The Energy Efficiency Directive

The new Energy Efficiency Directive (EED) (EU) 2023/1791 was adopted in July 2023 and entered into force in October 2023.

It replaced the previous Energy Efficiency Directive (EED) (2012/27/EU) entered into force on 5 December 2012, which was amended in December 2018, as part of the ‘Clean energy for all Europeans package’, with the amending Directive on Energy Efficiency (2018/2002) to update the policy framework to 2030. See sections below about the successive versions of the EED.

More specifically about the main changes in the new EED2023 to Member States’ energy savings obligation (former Article 7, now Article 8 EED), see this infographic.

And for a more comprehensive analysis, see our report on the implications of the fit-for-55 package on Member States’ energy savings obligation.

You can also look at the webinar discussing this new context: Energy savings obligation’s road to 2030: bigger, cleaner, fairer!

Our objectives

Facilitate and expand knowledge and experience sharing amongst Member States for the implementation of policies to meet their energy savings obligation (Article 8 EED) through tailored policy support and in-depth experience sharing and collaboration among key stakeholders.
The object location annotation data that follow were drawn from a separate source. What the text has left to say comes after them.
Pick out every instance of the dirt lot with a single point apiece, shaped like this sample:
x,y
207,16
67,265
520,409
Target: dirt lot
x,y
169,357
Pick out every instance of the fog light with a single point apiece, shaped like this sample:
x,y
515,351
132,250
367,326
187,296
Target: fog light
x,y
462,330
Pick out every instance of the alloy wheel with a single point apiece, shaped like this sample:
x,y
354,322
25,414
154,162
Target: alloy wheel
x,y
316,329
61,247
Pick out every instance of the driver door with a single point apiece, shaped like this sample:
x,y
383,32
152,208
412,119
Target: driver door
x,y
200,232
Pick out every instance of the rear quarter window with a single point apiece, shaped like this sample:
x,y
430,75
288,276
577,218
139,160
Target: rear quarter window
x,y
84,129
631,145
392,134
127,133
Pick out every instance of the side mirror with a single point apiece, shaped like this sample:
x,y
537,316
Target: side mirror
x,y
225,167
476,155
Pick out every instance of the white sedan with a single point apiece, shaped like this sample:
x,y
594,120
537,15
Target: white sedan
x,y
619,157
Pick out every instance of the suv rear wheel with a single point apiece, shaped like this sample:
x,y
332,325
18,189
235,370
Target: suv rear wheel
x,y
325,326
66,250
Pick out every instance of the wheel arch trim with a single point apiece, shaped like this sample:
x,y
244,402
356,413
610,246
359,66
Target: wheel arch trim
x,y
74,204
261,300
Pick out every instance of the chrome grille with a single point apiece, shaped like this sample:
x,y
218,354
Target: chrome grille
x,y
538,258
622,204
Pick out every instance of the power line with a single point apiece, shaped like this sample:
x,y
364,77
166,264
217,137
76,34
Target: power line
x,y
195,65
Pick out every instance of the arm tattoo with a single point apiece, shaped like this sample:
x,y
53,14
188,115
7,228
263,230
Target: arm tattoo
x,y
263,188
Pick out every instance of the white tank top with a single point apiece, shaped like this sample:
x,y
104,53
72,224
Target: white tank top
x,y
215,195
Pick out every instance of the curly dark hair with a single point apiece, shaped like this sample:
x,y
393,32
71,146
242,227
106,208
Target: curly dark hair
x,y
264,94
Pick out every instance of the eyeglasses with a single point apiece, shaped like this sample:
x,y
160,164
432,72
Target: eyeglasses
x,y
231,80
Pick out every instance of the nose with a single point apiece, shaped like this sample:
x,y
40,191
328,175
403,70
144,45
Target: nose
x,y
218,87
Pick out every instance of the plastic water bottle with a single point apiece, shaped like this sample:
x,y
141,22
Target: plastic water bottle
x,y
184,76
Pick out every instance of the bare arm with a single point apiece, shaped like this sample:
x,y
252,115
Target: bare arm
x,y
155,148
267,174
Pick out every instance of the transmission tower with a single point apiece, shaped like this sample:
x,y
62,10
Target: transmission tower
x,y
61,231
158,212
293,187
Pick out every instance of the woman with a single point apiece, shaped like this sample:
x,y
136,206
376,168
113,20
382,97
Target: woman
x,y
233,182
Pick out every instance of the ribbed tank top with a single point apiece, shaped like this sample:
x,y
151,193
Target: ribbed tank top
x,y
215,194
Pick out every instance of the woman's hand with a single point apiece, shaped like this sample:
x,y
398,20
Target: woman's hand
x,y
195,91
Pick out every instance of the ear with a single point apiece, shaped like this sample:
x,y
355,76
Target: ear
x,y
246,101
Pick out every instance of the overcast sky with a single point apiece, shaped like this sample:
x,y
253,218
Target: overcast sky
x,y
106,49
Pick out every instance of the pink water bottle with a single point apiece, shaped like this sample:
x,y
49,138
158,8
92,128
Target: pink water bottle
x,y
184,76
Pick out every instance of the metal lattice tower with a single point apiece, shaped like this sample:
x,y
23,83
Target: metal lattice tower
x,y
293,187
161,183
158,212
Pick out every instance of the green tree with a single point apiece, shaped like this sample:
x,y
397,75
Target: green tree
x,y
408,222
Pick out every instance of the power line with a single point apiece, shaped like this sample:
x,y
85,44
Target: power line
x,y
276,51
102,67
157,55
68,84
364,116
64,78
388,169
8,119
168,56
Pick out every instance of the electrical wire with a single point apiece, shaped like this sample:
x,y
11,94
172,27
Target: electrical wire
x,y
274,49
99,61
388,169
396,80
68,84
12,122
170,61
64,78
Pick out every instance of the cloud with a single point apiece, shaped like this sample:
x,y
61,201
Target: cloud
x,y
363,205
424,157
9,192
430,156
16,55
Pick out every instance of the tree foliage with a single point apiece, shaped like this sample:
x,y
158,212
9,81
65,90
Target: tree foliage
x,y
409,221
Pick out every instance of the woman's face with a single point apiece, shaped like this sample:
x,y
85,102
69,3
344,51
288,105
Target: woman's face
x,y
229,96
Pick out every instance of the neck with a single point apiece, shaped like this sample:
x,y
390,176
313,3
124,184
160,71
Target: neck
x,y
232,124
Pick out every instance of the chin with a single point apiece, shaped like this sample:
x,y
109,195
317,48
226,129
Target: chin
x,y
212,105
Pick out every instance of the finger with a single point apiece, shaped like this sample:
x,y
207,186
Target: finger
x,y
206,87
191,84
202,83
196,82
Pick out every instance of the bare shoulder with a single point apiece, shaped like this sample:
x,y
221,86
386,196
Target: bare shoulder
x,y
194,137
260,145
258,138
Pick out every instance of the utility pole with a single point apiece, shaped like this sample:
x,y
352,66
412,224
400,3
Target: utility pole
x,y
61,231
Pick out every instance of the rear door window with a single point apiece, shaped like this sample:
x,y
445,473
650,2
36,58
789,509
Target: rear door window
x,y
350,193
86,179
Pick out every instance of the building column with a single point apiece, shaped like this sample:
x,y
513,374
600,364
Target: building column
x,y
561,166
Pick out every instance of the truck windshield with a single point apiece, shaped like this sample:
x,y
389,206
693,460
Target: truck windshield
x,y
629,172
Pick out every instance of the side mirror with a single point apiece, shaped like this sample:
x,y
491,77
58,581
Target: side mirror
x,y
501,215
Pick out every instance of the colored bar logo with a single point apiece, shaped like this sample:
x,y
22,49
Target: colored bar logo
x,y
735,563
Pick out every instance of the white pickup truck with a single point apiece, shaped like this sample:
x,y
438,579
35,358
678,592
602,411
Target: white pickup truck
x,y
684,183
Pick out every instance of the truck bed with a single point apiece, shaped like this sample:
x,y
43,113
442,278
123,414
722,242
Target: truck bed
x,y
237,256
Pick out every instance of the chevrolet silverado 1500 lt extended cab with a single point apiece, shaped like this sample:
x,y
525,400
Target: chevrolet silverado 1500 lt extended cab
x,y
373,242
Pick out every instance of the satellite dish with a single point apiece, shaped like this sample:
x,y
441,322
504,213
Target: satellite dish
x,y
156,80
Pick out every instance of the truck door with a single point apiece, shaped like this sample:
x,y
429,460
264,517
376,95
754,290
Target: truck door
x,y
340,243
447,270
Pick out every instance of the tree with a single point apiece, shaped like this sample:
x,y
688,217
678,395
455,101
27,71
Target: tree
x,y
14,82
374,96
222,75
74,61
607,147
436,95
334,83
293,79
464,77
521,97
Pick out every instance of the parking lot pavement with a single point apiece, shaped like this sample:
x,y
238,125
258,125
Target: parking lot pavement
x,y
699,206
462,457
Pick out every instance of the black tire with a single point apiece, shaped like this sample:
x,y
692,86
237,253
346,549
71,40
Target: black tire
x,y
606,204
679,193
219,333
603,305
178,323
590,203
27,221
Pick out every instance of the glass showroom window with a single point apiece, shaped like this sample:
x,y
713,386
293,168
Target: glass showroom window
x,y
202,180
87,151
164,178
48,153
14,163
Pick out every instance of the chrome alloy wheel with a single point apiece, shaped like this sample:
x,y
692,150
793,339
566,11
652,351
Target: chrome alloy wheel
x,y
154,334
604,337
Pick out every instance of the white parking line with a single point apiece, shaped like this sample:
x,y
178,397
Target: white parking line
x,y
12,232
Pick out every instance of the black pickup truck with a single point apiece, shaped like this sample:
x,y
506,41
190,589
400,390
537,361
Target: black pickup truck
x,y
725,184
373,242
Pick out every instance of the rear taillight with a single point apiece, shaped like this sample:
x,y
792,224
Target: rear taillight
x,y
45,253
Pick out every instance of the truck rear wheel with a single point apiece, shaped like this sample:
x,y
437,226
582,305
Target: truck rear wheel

Develop a suite of tailored resources and tools for the implementation of Member States' energy savings obligation (Article 8 EED) to address the specific needs of Member States and stakeholders.

Assist national authorities' in-house EM&V (Evaluation, Monitoring & Verification) schemes and savings calculation to ensure they have robust data and insight to inform the (re)design of policies towards 2030.

The 2012 Energy Efficiency Directive established a set of binding measures to help the EU reach its 20% energy efficiency target by 2020. Under the directive, all EU countries are required to use energy more efficiently at all stages of the energy chain, including energy generation, transmission, distribution and end-use consumption.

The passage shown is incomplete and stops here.